# Eggplant Parm...



## Two Knots (Nov 12, 2011)

This way to make eggplant is delicious.
Slice eggplant thin, salt it, after a half hour or
so - dredge eggplant in flour, then coat floured eggplant
in scrambled egg that has a generous amount of grading cheese 
( romano cheese) and a dollop of milk.
Fry in oil until golden then place on paper towels.

This is three layers with mariana sauce, a sprinkle of 
grading cheese and chopped motazarello between layers.
bake for about 40 minutes a 350...

As you can see in the pics ...not too much sauce.


----------



## mark sr (Jun 13, 2017)

I've never made it and unwilling to try but I don't recall ever eating eggplant parmesan that wasn't tasty ..... what time do we eat :wink2:


----------



## Two Knots (Nov 12, 2011)

Mark, It’s always time to eat eggplant. :yes: Today is eggplant parm
hero’s!


----------



## CaptTom (Dec 31, 2017)

I always order Eggplant Parm when trying out a new Italian restaurant. If they can do that right, it's a good place! I've been disappointed many times, but it's worth it to find the really good places.

How about the theory that it tastes better if you slice it the long way, instead of in circles? I've heard that a lot, but never really found hard evidence, as I've had good and bad ones both ways.


----------



## Two Knots (Nov 12, 2011)

CaptTom said:


> I always order Eggplant Parm when trying out a new Italian restaurant. If they can do that right, it's a good place! I've been disappointed many times, but it's worth it to find the really good places.
> 
> How about the theory that it tastes better if you slice it the long way, instead of in circles? I've heard that a lot, but never really found hard evidence, as I've had good and bad ones both ways.


Capt tom, I’ve made it both ways, no difference in taste.
I also leave the skins on.

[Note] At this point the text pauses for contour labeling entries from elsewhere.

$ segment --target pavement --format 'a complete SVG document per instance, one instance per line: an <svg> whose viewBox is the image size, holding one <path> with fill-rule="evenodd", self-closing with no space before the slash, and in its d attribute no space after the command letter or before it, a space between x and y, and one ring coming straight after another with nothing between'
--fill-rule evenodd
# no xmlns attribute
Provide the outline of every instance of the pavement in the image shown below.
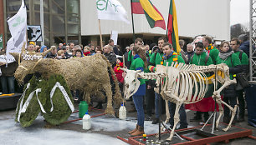
<svg viewBox="0 0 256 145"><path fill-rule="evenodd" d="M131 101L128 101L125 107L131 108ZM78 109L76 103L75 108ZM104 108L105 104L104 104ZM92 110L90 116L101 114L102 111ZM127 112L126 120L120 120L113 116L104 115L91 118L92 128L89 131L82 129L82 120L49 126L38 116L33 124L28 128L22 128L18 122L14 122L15 109L0 111L0 144L126 144L116 138L117 136L127 139L128 132L134 129L136 124L136 112ZM72 113L69 120L77 119L78 112ZM194 112L187 110L187 119L189 128L199 126L198 122L189 122L194 116ZM165 115L162 115L165 118ZM246 121L236 123L236 126L252 129L253 136L256 137L256 128L248 125ZM158 132L158 124L151 124L151 121L145 121L145 132L146 134ZM225 144L217 142L211 144ZM243 138L231 140L227 145L256 144L256 140Z"/></svg>

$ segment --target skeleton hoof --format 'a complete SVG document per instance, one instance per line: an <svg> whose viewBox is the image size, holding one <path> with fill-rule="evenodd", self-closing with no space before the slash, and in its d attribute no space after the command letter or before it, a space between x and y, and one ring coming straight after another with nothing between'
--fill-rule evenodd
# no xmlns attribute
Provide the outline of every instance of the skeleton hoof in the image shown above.
<svg viewBox="0 0 256 145"><path fill-rule="evenodd" d="M228 128L223 129L223 131L227 132L229 128L230 128L228 127Z"/></svg>
<svg viewBox="0 0 256 145"><path fill-rule="evenodd" d="M105 113L110 114L110 115L115 115L113 108L106 108L105 110Z"/></svg>

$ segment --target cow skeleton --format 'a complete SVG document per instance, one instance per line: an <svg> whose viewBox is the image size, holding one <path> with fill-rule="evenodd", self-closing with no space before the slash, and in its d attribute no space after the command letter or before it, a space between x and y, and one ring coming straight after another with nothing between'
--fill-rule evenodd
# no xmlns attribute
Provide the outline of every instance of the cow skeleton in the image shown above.
<svg viewBox="0 0 256 145"><path fill-rule="evenodd" d="M166 64L166 66L168 66L168 64ZM157 65L156 72L151 73L144 73L143 72L127 69L123 70L127 72L125 78L125 95L126 99L132 96L139 88L140 81L138 80L138 78L143 79L156 78L157 85L155 91L159 93L158 90L160 90L160 94L166 101L166 120L165 121L165 123L167 123L170 119L168 101L176 103L173 128L176 128L176 126L179 122L178 111L182 104L195 103L203 99L207 91L209 82L213 82L214 92L212 98L218 104L220 112L219 117L216 121L216 127L218 127L221 116L223 114L223 109L221 105L223 103L232 111L230 122L223 131L228 131L231 128L231 123L234 118L237 106L233 108L222 101L220 92L230 84L236 83L236 80L230 80L229 68L226 64L196 66L194 64L187 65L184 63L178 64L177 62L172 62L170 67ZM207 78L205 72L214 72L214 75ZM223 85L218 90L216 90L215 81ZM162 84L161 89L159 89L159 84ZM172 140L174 133L173 128L167 140ZM161 127L161 130L162 132L163 127Z"/></svg>

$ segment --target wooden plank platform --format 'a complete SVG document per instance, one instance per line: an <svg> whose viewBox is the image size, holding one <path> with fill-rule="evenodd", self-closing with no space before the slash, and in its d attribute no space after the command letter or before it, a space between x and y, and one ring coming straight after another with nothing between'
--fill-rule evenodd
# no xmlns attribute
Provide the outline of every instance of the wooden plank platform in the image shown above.
<svg viewBox="0 0 256 145"><path fill-rule="evenodd" d="M146 141L143 141L142 136L129 138L127 142L132 145L144 145L144 144L175 144L175 145L200 145L208 144L212 142L229 142L230 139L240 138L244 137L250 137L253 133L252 130L242 128L239 127L233 126L228 131L224 132L222 129L226 128L227 124L220 123L218 130L214 133L211 133L212 124L207 125L203 131L201 131L202 126L177 130L178 133L184 140L181 140L177 136L172 138L171 142L166 141L169 138L169 132L161 133L161 141L159 142L156 134L147 135ZM120 137L118 138L121 139Z"/></svg>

The difference is NO breadcrumbs.
Salt the thin slices, dredge in flour first, then dip in egg wash
that has a generous amount of graded Italian Romano cheese.


My friend owns two Italian restaurants
in Massachusetts. He dropped in once, and I heated up some eggplant.
He loved it and asked me to email the recipe to his chefs.

They since make it this way and he told me it’s their biggest seller.
They also make it in small appetizer dishes to sell as a bar appetizer.

He gave me credit on his menus “Joann’s eggplant Parmesan.” :biggrin2:

Buy an eggplant, slice it dredge it in flour then dip in the egg wash.
Immediately after you fry it - lightly salt it and eat it like that - no
sauce needed. If you like eggplant, you’ll love it just fried up. 
I guarantee you! :yes:

It’s eggplant slices wrapped in a crepe. :thumbsup:


----------



## ScottsPainting (Jan 23, 2019)

How does this compare to Chicken Parm?


----------